In art, and in the higher ranges of science, there is a feeling of harmony which underlies all endeavor. There is no true greatness in art or science without that sense of harmony.
Since that deluge of newspaper articles I have been so flooded with questions, invitations, suggestions, that I keep dreaming I am roasting in Hell, and the mailman is the devil eternally yelling at me, showering me with more bundles of letters at my head because I have not answered the old ones.
He who joyfully marches to music in rank and file has already earned my contempt. He has been given a large brain by mistake, since for him the spinal cord would suffice.
By academic freedom I understand the right to search for truth and to publish and teach what one holds to be true. This right also implies a duty: one must not conceal any part of what one has recognized to be true.

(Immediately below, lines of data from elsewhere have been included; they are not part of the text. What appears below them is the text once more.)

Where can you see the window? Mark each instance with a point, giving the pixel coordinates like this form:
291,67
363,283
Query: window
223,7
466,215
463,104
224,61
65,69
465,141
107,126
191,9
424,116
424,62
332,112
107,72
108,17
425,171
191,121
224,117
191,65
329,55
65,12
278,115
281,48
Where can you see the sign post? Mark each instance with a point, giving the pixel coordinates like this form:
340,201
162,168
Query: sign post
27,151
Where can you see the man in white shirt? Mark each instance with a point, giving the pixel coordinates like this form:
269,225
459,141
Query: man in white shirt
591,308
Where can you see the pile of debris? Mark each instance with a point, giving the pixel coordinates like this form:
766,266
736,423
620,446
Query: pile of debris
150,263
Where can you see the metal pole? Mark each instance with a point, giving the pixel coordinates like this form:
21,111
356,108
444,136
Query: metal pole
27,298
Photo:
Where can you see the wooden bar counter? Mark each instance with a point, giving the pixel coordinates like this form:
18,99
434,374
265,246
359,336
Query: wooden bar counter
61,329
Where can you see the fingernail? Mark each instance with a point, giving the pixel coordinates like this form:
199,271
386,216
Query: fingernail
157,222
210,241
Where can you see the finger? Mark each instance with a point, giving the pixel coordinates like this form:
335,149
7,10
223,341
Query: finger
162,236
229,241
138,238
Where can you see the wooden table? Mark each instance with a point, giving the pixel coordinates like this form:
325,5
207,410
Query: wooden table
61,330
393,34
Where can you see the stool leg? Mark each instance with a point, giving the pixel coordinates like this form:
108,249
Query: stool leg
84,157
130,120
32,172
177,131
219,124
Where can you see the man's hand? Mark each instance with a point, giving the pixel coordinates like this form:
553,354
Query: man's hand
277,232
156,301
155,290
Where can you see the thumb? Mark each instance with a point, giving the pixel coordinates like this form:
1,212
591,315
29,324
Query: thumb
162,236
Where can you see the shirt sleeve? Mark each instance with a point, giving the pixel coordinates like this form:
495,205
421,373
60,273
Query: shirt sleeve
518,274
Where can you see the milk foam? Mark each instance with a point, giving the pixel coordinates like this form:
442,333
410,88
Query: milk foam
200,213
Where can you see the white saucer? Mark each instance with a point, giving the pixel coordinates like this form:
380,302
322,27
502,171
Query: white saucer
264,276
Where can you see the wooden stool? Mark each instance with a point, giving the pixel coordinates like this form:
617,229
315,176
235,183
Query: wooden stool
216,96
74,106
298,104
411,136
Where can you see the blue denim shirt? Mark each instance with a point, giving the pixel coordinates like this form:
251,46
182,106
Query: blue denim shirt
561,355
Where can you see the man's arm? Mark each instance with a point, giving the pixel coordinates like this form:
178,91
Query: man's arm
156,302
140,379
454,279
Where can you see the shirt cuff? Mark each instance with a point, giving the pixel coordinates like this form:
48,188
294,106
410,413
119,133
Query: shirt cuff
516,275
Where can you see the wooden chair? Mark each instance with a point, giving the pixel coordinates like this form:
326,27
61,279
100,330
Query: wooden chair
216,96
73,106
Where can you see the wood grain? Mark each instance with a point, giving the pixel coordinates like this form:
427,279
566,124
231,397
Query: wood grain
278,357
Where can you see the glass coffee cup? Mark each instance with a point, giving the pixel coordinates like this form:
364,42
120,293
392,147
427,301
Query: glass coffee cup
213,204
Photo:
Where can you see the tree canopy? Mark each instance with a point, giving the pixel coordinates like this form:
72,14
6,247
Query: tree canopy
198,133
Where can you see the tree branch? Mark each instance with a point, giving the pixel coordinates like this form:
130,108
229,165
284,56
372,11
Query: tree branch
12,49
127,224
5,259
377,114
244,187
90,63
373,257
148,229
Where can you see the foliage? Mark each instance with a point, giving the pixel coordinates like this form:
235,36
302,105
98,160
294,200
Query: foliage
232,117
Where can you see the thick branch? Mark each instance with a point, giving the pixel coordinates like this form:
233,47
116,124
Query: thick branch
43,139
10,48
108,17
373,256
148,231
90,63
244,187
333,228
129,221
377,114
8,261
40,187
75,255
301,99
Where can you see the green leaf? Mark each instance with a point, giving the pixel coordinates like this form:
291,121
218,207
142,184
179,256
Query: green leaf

That which is impenetrable to us really exists. Behind the secrets of nature remains something subtle, intangible, and inexplicable. Veneration for this force beyond anything that we can comprehend is my religion.
During the last century, and part of the one before, it was widely held that there was an unreconcilable conflict between knowledge and belief. The opinion prevailed amoung advanced minds that it was time that belief should be replaced increasingly by knowledge; belief that did not itself rest on knowledge was superstition, and as such had to be opposed. According to this conception, the sole function of education was to open the way to thinking and knowing, and the school, as the outstanding organ for the people's education, must serve that end exclusively.